Inference¶
GADMA’s inference could be run both from command-line and from python directly.
Command-line¶
Usage of GADMA:
$ gadma --help
GADMA version 2.0.0 by Ekaterina Noskova (ekaterina.e.noskova@gmail.com)
Usage:
gadma -p/--params <params_file>
-e/--extra <extra_params_file>
Instead/With -p/--params and -e/--extra option you can set:
-o/--output <output_dir> output directory.
-i/--input <in.fs>/<in.txt> input file with AFS or in dadi format.
--resume <resume_dir> resume another launch from <resume_dir>.
--only_models flag to take models only from another launch (--resume option).
-h/--help show this help message and exit.

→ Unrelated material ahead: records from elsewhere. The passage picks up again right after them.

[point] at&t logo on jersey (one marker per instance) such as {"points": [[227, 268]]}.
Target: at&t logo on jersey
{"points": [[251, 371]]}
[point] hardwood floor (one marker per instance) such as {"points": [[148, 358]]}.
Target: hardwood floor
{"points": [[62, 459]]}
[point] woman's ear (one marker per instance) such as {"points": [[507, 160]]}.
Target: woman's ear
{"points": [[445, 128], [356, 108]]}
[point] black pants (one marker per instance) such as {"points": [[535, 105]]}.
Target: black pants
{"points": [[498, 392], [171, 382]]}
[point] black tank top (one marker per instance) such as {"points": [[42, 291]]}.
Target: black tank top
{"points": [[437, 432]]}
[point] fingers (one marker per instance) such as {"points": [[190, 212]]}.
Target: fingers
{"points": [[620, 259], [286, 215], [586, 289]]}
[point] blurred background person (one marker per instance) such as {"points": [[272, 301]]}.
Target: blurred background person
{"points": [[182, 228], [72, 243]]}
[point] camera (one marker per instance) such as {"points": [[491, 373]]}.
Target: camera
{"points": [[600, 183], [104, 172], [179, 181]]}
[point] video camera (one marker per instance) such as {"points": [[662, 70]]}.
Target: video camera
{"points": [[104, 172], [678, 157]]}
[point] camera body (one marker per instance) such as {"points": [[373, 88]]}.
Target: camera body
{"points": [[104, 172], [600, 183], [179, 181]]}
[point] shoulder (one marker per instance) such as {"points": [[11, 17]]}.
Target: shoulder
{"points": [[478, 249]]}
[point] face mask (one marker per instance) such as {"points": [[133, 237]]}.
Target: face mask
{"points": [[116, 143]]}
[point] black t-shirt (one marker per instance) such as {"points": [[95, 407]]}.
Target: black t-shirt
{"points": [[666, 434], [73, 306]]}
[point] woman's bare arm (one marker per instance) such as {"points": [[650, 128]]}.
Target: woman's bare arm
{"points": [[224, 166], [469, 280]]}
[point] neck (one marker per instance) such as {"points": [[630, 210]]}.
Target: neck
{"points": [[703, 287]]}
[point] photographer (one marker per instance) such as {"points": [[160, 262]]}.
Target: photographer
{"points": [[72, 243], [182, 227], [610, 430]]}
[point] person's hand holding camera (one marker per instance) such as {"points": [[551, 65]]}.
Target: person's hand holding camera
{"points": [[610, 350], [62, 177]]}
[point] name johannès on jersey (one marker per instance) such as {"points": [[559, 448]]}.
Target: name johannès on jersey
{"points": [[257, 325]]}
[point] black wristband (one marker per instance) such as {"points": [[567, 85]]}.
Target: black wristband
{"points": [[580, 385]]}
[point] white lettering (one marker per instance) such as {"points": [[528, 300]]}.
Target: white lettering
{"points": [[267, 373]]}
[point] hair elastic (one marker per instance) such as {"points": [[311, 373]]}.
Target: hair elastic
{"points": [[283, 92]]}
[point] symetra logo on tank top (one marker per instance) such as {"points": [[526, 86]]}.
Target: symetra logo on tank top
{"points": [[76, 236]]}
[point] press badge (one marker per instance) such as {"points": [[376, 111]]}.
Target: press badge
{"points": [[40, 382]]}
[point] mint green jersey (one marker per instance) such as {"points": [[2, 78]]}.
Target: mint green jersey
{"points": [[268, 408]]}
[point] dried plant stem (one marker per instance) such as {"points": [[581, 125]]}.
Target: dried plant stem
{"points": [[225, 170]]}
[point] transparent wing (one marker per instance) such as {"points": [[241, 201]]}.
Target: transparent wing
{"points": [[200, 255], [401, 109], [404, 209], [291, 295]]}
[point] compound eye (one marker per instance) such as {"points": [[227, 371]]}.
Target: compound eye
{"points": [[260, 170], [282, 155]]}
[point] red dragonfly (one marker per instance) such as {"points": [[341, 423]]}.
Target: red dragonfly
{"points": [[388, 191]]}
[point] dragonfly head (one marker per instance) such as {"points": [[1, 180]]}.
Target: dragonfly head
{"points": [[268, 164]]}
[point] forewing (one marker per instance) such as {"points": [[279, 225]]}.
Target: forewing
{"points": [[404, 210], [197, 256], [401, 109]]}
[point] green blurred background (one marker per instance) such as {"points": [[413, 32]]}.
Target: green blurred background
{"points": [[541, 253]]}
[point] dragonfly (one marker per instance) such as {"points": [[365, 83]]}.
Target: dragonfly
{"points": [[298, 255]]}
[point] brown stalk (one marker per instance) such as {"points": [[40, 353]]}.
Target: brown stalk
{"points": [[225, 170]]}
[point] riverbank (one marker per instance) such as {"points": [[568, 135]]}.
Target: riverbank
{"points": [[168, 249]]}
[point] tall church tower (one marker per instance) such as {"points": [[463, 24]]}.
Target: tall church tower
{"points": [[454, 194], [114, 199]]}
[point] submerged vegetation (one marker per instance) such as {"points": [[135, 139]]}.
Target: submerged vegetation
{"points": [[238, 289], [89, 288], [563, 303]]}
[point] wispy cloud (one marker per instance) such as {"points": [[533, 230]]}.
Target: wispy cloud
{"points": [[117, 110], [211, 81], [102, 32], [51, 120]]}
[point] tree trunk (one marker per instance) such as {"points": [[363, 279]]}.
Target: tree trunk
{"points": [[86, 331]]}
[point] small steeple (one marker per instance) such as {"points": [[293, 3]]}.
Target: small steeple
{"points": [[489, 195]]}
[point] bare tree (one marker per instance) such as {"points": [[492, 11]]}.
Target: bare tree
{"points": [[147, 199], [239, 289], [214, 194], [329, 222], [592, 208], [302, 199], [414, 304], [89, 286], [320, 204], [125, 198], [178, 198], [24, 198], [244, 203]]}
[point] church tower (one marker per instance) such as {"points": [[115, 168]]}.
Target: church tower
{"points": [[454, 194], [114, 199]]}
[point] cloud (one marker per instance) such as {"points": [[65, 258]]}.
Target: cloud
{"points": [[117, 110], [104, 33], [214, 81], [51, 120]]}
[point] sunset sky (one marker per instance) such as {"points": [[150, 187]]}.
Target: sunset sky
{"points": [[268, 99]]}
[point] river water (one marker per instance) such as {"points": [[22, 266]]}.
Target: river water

-v/--version show version and exit.
--test run test case.
In case of any questions or problems, please contact: ekaterina.e.noskova@gmail.com
Run optimizer from Python¶
Genetic algorithm pipeline from GAGMA is available from gadma
’s API by calling gadma.Inference.optimize_ga
function. It is like usual optimization functions in dadi
and moments
. The short notice from the API:
-
gadma.Inference.
optimize_ga
(data, model_func, engine, args=(), lower_bound=None, upper_bound=None, p_ids=None, X_init=None, Y_init=None, num_init=50, gen_size=10, mut_strength=0.2, const_mut_strength=1.1, mut_rate=0.2, const_mut_rate=1.2, eps=0.01, n_stuck_gen=100, n_elitism=2, p_mutation=0.3, p_crossover=0.3, p_random=0.2, ga_maxiter=None, ga_maxeval=None, local_optimizer='BFGS_log', ls_maxiter=None, ls_maxeval=None, verbose=1, callback=None, save_file=None, eval_file=None, report_file=None)¶ Runs genetic algorithm optimizer in order to find best values of parameters for
model_func
demographic model fromdata
.- Parameters
data – Data for demographic inference.
model_func – Function to use for demographic inference that simulates SFS to compare it with
data
with log-likelihood. Is called by model_func(p, ns, *args), where p is values of parameters, ns - sample size and args - other arguments.engine – Engine id for demographic inference. Could be one of the following: - ‘dadi’ - ‘moments’
args – Arguments for
model_func
function. It is pts for dadi engine and could be dt_fac (or nothing) for moments engine.lower_bound (list) – Lower bound for each demographic parameter.
upper_bound (list) – Upper bound for each demographic parameter.
p_ids (list) –
Parameter identifiers for demographic parameters. Each identifier should start with one of the following letters: - n or N for size of populations; - t or T for time; - m or M for migration rates; - s or S for fractional parameters (between 0 and 1).
For example valid identifiers are: [‘nu1F’, ‘nu2B’, ‘nu2F’, ‘m’, ‘Tp’, ‘T’]
X_init (list of lists) – list of initial example parameters. GA will be initialized by those values. It could be used for combinations of optimizations or for restart.
Y_init (list) – value of log-likelihood for values in X_init.
num_init (int) – Number of initial points to start Genetic algorithm.
gen_size (int) – Size of generation of genetic algorithm. That is number of individuals/solutions on each step of GA.
mut_strength (float) – Mean fraction of parameters for mutation in GA.
const_mut_strength (float) – Const to change
mut_strength
during GA according to one-fifth rule.mut_rate (float) – Mean rate of mutation in GA.
const_mut_rate (float) – Const to change
mut_rate
during GA.eps (float) – const for model’s log likelihood compare. Model is better if its log likelihood is greater than log likelihood of another model by epsilon.
n_stuck_gen (int) – Number of iterations for GA stopping: GA stops when it can’t improve model during n_stuck_gen generations.
n_elitism (int) – Number of best models from previous generation in GA that will be taken to new iteration.
p_mutation (float) – probability of mutation in one generation of GA.
p_crossover (float) – probability of crossover in one generation of GA.
p_random (float) – Probability of random generated individual in one generation of GA.
ga_maxiter (int) – Maximum number of generations in GA.
ga_maxeval (int) – Maximum number of function evaluations in GA.
local_optimizer (str) – Local optimizer name to run for best solution of GA. Could be None or one of: * ‘BFGS’ * ‘BFGS_log’ * ‘L-BFGS-B’ * ‘L-BFGS-B_log’ * ‘Powell’ * ‘Powell_log’ * ‘Nelder-Mead’ * ‘Nelder-Mead_log’
ls_maxiter (int) – Maximum number of iterations in local optimization.
ls_maxeval (int) – Maximum number of function evaluations in local optimization.
verbose (int) – Verbose of output.
callback – callback to call during optimizations. (callback(x, y))
save_file (str) – File for save GA’s state on current generation.
eval_file – File to save all evaluations during GA and local optimization.
report_file – File to write reports of GA and local optimization.